The Rome City Commission is set to discuss on Monday the details of its 14 projects proposed for funding through its federal American Rescue Plan Act direct allocation.

In March, 19,000 municipal governments across the country were given a federal formula grant from the U.S. Treasury Department. The City of Rome was allocated $11,546,686.

Local governments are allowed to use these funds on specific needs that fall under the following categories:

1. Assistance to households, small businesses and nonprofits, or aid to impacted industries such as tourism, travel and hospitality.

2. To respond to workers performing essential work during the COVID-19 public health emergency by providing premium pay to eligible workers.
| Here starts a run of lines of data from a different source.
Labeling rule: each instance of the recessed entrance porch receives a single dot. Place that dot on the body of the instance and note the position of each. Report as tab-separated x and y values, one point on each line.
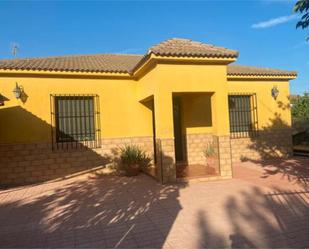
185	136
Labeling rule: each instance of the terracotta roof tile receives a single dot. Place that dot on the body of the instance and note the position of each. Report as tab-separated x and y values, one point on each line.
185	47
257	71
122	63
114	63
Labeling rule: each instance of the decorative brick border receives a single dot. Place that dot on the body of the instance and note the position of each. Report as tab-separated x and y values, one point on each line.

3. For the provision of government services — to the extent of the reduction in revenue due to the COVID-19 public health emergency relative to revenues collected in the most recent fiscal year.

4. To make necessary investments in water, sewer or broadband infrastructure.

The city is looking to allocate $9.8 million on 14 projects between now and 2024, the deadline for the money to be used.

Projects to be discussed include an employee COVID-19 vaccine incentive program, essential employee pay for city employees, the hiring of an ARPA project manager, water meter replacements, installation of security cameras from Broad Street to Banty Jones Park, Office of Technology Services upgrades, numerous park upgrades, the renovation of a West First Street building, housing incentives, a proposed new park, Rome-Floyd Land Bank projects, a new Downtown Development Authority program and housing counseling.

The board meets at 6:30 p.m. in City Hall, 601 Broad St.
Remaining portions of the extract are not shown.